On Tuesday night, Eve Ewing, a professor at the School of Social Service Administration (SSA), moderated a panel held at the SSA of local activists advocating for a community benefits agreement (CBA) with the Obama Foundation, the City of Chicago, and the University of Chicago. The panelists were Parrish Brown, from Black Youth Project 100, and Marilyn Harper and Alex Goldenberg (A.B. ’06) from Southside Together Organizing for Power.
Panel members were organizers for the Obama Community Benefits Agreeent Coalition, an organization of community activist groups, formed after the announcement in 2016 that Jackson Park would house the Obama Presidential Center. UChicago for a CBA, one of the Coalition’s members, hosted the teach-in.
Ewing asked the panelists to describe what they see as the neighborhood’s future without a CBA.
“I think we’re going to see a lot of big, flashy developments come in with foreign money that’s not accountable to anybody who lives here and wealth that will accumulate for nobody who lives here either,” Goldenberg said. “I think we’ll see a lot of high-end restaurants on 63rd, low wage service jobs, and that’s about it,” he added.
Brown predicted “Black and low-income folks being pushed out to the margins.”
Harper summed up the panel’s bleak view of the scenario. “We have to take necessary steps now because if we don’t, there won’t be a community to save,” she said.
The panelists were optimistic about the potential of a CBA for the area, with Brown predicting better jobs, fewer food deserts, and “an investment in people, for a change.”
Goldenberg also emphasized that the University would benefit from investing in the community as well.

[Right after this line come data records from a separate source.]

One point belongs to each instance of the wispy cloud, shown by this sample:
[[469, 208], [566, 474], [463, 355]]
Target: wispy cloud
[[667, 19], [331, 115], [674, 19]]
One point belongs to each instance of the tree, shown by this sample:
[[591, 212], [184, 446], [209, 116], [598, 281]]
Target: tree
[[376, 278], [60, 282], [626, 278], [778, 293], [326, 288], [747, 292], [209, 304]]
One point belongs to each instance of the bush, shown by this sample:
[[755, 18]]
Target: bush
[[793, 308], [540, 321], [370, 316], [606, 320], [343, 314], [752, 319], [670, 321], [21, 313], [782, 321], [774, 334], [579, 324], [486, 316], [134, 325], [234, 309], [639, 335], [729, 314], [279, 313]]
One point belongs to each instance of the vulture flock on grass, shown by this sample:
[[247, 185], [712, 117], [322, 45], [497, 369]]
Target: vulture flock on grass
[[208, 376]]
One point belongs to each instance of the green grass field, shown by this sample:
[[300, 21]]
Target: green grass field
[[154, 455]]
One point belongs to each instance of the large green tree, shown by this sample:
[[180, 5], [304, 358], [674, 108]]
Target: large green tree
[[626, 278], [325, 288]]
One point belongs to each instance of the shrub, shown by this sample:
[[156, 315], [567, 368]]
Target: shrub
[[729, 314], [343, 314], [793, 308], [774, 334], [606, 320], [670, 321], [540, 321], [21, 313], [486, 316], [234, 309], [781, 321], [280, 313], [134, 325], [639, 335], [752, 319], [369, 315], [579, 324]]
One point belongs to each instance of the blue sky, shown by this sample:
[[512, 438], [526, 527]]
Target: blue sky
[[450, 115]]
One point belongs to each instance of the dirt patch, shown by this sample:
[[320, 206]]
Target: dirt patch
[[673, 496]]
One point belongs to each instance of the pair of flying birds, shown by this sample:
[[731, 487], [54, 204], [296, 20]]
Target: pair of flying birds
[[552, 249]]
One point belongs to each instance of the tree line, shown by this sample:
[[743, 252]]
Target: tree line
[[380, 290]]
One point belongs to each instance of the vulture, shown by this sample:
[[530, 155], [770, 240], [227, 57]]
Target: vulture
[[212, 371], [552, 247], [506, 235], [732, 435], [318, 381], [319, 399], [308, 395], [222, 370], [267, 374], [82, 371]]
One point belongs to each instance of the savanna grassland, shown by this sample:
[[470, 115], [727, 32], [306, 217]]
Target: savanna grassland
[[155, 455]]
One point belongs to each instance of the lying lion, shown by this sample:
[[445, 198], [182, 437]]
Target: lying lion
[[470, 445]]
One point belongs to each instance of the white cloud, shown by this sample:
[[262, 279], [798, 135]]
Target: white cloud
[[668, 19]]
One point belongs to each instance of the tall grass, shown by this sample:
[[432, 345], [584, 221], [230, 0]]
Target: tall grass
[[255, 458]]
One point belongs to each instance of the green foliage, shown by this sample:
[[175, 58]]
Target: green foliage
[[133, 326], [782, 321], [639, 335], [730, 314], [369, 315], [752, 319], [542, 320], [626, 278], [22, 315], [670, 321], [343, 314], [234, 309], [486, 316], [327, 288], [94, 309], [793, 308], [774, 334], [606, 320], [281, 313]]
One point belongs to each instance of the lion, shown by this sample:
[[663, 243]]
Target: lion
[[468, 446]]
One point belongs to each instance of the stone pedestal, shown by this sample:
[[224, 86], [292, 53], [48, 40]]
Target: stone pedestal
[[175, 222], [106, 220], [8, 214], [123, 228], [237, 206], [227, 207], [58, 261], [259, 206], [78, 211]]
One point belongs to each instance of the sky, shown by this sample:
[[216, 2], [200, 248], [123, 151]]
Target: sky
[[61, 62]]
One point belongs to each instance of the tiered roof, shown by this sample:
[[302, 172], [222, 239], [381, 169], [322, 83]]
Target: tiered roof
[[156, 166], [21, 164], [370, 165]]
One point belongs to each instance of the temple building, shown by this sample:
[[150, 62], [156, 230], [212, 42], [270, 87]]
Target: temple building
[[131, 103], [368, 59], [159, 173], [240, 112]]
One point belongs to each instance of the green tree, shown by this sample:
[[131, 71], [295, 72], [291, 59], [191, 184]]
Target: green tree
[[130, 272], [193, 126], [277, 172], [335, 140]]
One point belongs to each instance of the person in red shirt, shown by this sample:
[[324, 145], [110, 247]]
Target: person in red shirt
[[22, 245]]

The University has yet to sign on to a CBA. Goldenberg described an early meeting with Derek Douglas, the University’s vice president for civic engagement and external affairs, saying, "The first time we met with Derek Douglas he was like, 'Well we already own the land so...why would we even talk about giving in to anything that you ask of us?'”
Douglas told The Maroon that this description of his remarks was “not accurate.”
“When the University partnered with the South Side community five years ago in an effort to bring the Obama Presidential Center (OPC) to the South Side, our collective hope was to bring new economic opportunity to an area and to existing residents that stood to gain tremendously from it,” he wrote in a letter to the Hyde Park Herald published on Wednesday. Douglas also stressed the University’s status as the largest employer on the South Side, with over 5,000 employees who live locally, and cited several University initiatives—including its goal of relying on 35 percent minority-owned businesses for construction jobs and dining contractor Bon Appetit’s commitment to 45 percent local hiring—as evidence of the institution’s dedication to the surrounding community.
When asked by The Maroon, Douglas did not respond to the question of whether the University would reconsider its stance on the CBA in response to a large demonstration of student support.
The panel concluded with advice for students on how to become involved with the push for a CBA. Goldenberg encouraged attendees to vote in the 20th Ward aldermanic race, and noted that local voters will see a non-binding referendum for a city CBA ordinance on their ballots for the municipal election on February 26. The referendum will appear on ballots in Fifth Precinct of the Fifth Ward and First, 22nd, and 23rd Precincts of the 20th Ward.
“Any time that you’re part of an institution that has an evil history, you still have an opportunity as part of that institution to change the narrative and to say ‘this is not what it means, you do not speak for me,’” Ewing said.